Registered at six games which include, athletics, boxing, weightlifting, etc. which have been the strongest points of contest for Nigeria, the Team has so far showcased missed performances that have generated lots of worries for Nigerians.
Here is how Nigerian representatives are faring at the sport festival with over 1.5 billion viewers around the world watched how the event unfolds.
Nigerians were shock to receive the news that Chika Amalaha, the nation’s youngest female weightlifter, that won a gold medal in the women’s 53kg category, was suspended from the ongoing Commonwealth Games after failing a drug test.
The 16-year-old Amalaha provided an ‘A’ sample on July 25, shortly after winning the women’s 53kg category, which revealed traces of diuretics and masking agents. Amalaha had a ‘B’ sample tested at a laboratory in London on July 30 which finally resulted to positive.
After six days in Glasgow, the National Sports Commission (NSC) finally paid Team Nigeria athletes at the Commonwealth Games in Glasgow, Scotland, six days competition allowances following complaints from different quarters.
The allowance row has almost caused a crack in the camp of Team Nigeria that lacked proper preparations prior to the event.
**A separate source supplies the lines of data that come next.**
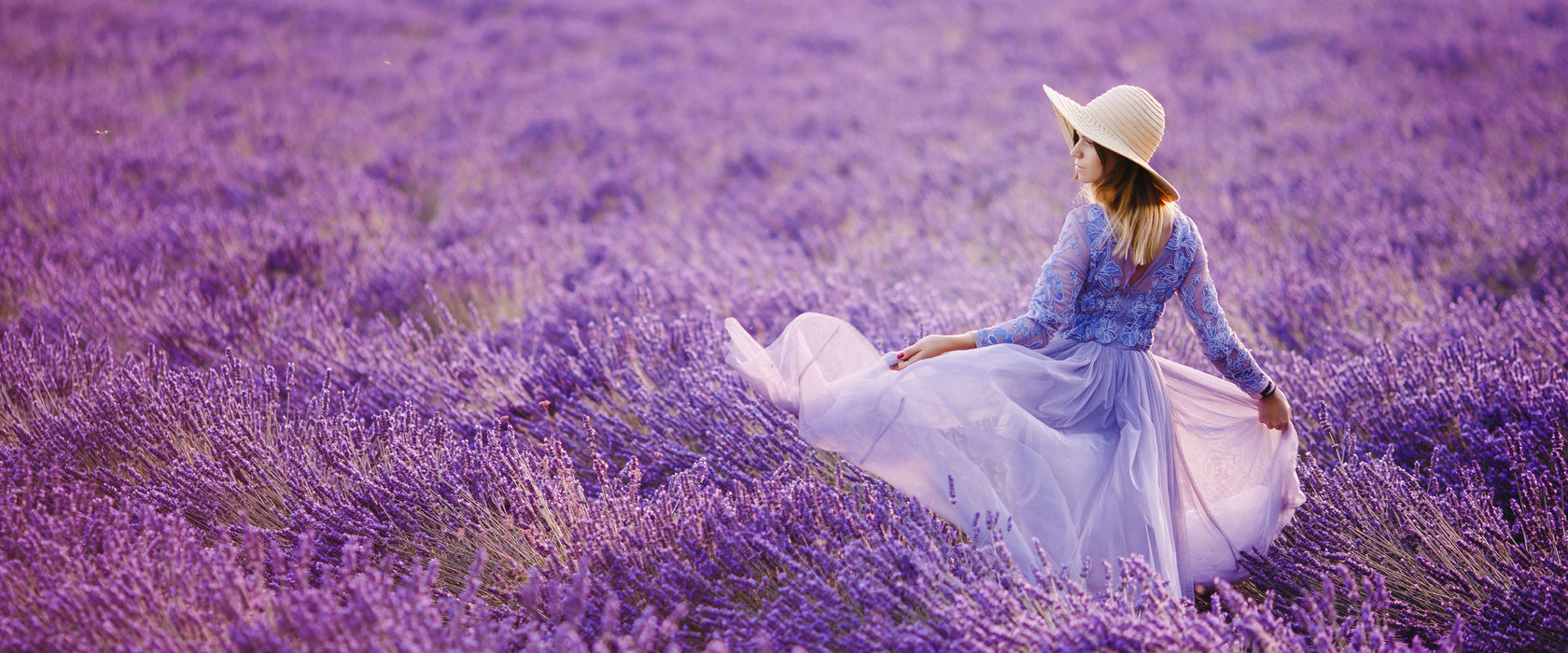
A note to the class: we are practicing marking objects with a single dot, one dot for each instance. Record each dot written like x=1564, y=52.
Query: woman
x=1058, y=426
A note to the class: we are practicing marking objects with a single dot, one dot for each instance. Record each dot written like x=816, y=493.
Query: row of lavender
x=339, y=326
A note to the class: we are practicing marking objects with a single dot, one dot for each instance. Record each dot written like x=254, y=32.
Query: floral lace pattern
x=1085, y=295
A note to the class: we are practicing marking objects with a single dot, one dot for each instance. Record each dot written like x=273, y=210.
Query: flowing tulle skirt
x=1092, y=452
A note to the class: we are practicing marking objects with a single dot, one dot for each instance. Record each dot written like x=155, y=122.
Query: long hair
x=1136, y=204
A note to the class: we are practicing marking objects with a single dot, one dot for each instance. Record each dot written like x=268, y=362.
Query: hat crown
x=1132, y=115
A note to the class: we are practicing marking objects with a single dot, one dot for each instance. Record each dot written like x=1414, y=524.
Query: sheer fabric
x=1062, y=428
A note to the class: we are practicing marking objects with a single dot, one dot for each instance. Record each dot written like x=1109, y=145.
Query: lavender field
x=338, y=325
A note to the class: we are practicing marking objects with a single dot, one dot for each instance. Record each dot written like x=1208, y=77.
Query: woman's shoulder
x=1090, y=218
x=1184, y=232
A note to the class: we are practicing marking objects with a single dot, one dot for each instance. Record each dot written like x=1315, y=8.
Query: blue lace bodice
x=1087, y=295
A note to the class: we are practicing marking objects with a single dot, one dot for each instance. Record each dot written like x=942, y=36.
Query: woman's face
x=1085, y=161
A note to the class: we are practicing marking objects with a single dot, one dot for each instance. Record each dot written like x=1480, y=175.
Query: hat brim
x=1074, y=118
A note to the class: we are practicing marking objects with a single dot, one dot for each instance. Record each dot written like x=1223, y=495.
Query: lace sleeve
x=1208, y=320
x=1056, y=293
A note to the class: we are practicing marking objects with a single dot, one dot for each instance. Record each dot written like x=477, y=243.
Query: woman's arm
x=1201, y=304
x=1056, y=295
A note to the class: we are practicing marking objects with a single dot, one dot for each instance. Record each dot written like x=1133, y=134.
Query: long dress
x=1060, y=428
It took the intervention of Tammy Danagogo, minister of sports, who stepped into the crisis and ordered the immediate payment of the allowances after complaints by athletes and officials.
Okagbare’s 100m gold medal
Team Nigeria got another breeze after Nigeria athlete Blessing Okagbare won the women’s 100 metres gold in 10.85 seconds and 200m to increase Team Nigeria’s medal haul at the Commonwealth Games in Glasgow.
Okagbare’s blistering run also earned the sprinter a Commonwealth Games record. The Delta-born sprinter, who won a silver medal at the London’s 2012 Olympic, was ahead of Jamaica’s veteran runner, Veronica Campbell-Brown, and her compatriot, Kerron Stewart.
The 25-year-old tracks queen, who won long jump silver and 200m bronze at the 2013 World Championships, got off to a quick start in the women’s 100m and maintained her form throughout to clock a games record of 10.85secs.
Nigeria’s table tennis team returned to the podium at the 2014 Glasgow Commonwealth Games after defeating India 3-1 to claim the bronze medal in the men’s team event.
In 2010 in Delhi, Team Nigeria failed to win any medal in table tennis having been a regular medal winning team since table tennis became part of the Commonwealth Games in 2002.
Even in the rating of the International Table Tennis Federation (ITTF), Nigeria has been seeded below India and most of the Indian players are rated higher than the entire Nigerian team.
But bookmakers were proved wrong, the youthful Nigerian side turned the table against the Asian giant to clinch Nigeria’s first medal in table tennis at the Commonwealth Games in the last eight years.
The 1994 edition hosted by the city of Victoria, Canada, remains evergreen in the memories of Nigerians. That was where Nigeria grabbed 37 medals (11 gold, 13 silver, and 13 bronze) to record her best ever outing to date.
Despite the late preparations, suspension of Chika Amalaha and the administrative bungling, Team Nigerian athletes gave their best once more.
There are need to clean up the mess caused by Amalaha because more evident have shown positive in order to return smiles to the faces of sports-loving Nigerians.